Toddler fell through cruise ship window that should have been closed, attorney says

LM&W

Via: MiamiHerald.com
By David J. Neal

An open window that should have been closed in a water-play area caused the death of 18-month-old Chloe Wiegand on a Royal Caribbean cruise ship, a Miami attorney representing the toddler’s family alleged.

“Why are you going to have this hidden danger in the middle of a kids play area?” asked Michael Winkleman of Lipcon, Margulies & Winkleman.

Asked about the window, Royal Caribbean spokesman Owen Torres said in an email to the Miami Herald: “We are assisting local authorities in San Juan, Puerto Rico, as they make inquiries after an incident aboard Freedom of the Seas on Sunday. We do not have further information to share at this point.”

Winkleman, acting as spokesman for the family from South Bend, Indiana, said he has talked with Royal Caribbean and wants to see as much video as possible.

“It’s more about getting answers, but there are more questions right now,” he said.

What’s not in dispute is Chloe, with her family on Royal Caribbean’s Freedom of the Seas while it was docked in San Juan, Puerto Rico, was in grandfather Sam Anello’s grasp Sunday morning before she fell 11 stories to her death.

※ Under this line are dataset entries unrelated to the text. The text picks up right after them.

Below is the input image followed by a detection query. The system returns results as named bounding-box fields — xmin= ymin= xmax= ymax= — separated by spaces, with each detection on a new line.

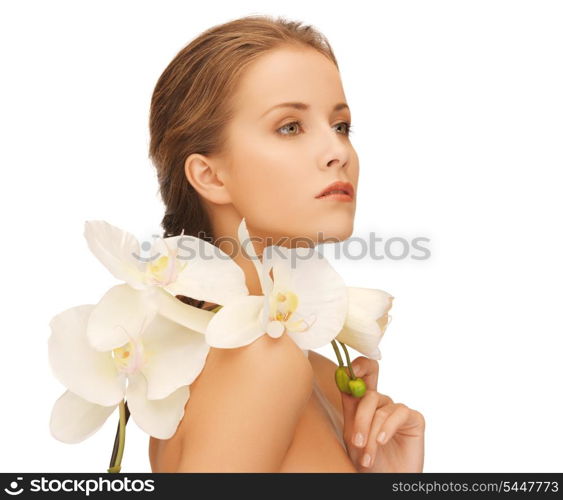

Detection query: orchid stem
xmin=338 ymin=340 xmax=356 ymax=380
xmin=330 ymin=339 xmax=344 ymax=366
xmin=108 ymin=399 xmax=131 ymax=472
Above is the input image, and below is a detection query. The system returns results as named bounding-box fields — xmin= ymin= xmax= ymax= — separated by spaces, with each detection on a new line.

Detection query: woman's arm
xmin=177 ymin=334 xmax=314 ymax=472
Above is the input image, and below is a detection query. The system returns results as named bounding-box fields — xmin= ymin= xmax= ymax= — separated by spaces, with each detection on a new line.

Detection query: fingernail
xmin=354 ymin=432 xmax=364 ymax=446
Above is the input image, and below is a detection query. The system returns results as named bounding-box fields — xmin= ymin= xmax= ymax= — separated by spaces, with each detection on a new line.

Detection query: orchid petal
xmin=264 ymin=247 xmax=348 ymax=349
xmin=205 ymin=295 xmax=265 ymax=348
xmin=127 ymin=373 xmax=190 ymax=439
xmin=87 ymin=284 xmax=157 ymax=351
xmin=48 ymin=305 xmax=125 ymax=406
xmin=141 ymin=315 xmax=209 ymax=399
xmin=337 ymin=287 xmax=394 ymax=359
xmin=163 ymin=235 xmax=248 ymax=305
xmin=84 ymin=220 xmax=146 ymax=290
xmin=152 ymin=287 xmax=215 ymax=335
xmin=49 ymin=391 xmax=117 ymax=444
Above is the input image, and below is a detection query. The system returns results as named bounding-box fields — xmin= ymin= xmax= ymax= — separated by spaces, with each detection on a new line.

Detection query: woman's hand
xmin=341 ymin=356 xmax=425 ymax=472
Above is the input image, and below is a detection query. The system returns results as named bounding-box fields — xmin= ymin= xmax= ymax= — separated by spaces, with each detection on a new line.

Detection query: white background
xmin=0 ymin=0 xmax=563 ymax=472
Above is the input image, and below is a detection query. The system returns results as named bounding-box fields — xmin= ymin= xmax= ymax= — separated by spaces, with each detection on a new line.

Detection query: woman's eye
xmin=277 ymin=121 xmax=352 ymax=136
xmin=336 ymin=122 xmax=352 ymax=135
xmin=278 ymin=121 xmax=301 ymax=135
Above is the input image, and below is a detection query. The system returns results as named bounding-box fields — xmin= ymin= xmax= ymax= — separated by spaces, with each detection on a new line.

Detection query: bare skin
xmin=149 ymin=351 xmax=357 ymax=472
xmin=149 ymin=46 xmax=424 ymax=472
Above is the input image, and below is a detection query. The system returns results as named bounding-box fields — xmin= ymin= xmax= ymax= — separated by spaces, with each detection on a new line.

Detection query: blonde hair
xmin=149 ymin=15 xmax=338 ymax=242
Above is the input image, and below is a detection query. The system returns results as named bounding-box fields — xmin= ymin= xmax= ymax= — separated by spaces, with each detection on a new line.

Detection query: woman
xmin=149 ymin=16 xmax=424 ymax=472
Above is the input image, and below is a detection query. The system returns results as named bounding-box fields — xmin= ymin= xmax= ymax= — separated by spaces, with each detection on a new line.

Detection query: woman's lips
xmin=317 ymin=193 xmax=354 ymax=201
xmin=315 ymin=181 xmax=354 ymax=201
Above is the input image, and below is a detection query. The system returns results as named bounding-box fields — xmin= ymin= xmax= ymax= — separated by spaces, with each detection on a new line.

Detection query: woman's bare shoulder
xmin=309 ymin=350 xmax=342 ymax=415
xmin=177 ymin=334 xmax=314 ymax=472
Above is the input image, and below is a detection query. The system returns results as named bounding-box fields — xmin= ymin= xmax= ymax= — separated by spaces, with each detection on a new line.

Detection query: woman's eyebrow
xmin=260 ymin=102 xmax=350 ymax=118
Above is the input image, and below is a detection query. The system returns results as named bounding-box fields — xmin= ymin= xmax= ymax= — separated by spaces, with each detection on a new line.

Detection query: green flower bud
xmin=334 ymin=366 xmax=351 ymax=394
xmin=348 ymin=378 xmax=366 ymax=398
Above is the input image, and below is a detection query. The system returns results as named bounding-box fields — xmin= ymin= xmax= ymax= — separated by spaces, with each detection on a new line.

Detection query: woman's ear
xmin=184 ymin=153 xmax=231 ymax=205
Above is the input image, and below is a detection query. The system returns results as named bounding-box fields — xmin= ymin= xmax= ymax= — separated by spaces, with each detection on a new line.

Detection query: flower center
xmin=146 ymin=252 xmax=187 ymax=286
xmin=270 ymin=290 xmax=299 ymax=322
xmin=112 ymin=339 xmax=147 ymax=374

But Winkleman said it wasn’t as if Chloe’s grandfather was dangling the child and dropped her.

Chloe and Anello were in the boat’s H2O Zone, an area of hot tubs, but mostly pools, water shooters and color schemes that beckon more to children. Columns of three window panes border two sides of the area with a wood rail running parallel to the bottom of the middle panes.

“Chloe has a 10-year-old older brother who plays hockey and she loves to bang on the glass,” Winkleman said.

Anello held Chloe on the rail and she leaned forward to bang on the middle glass pane. But, Winkleman said, Anello didn’t realize the middle pane wasn’t closed and very clean, but had been opened from the inside. When Chloe threw herself forward, there was no glass, and physics yanked her from her grandfather’s grasp.

“We’ve all seen where someone walks into glass thinking there’s nothing there,” Winkleman said. “This is the reverse of that.”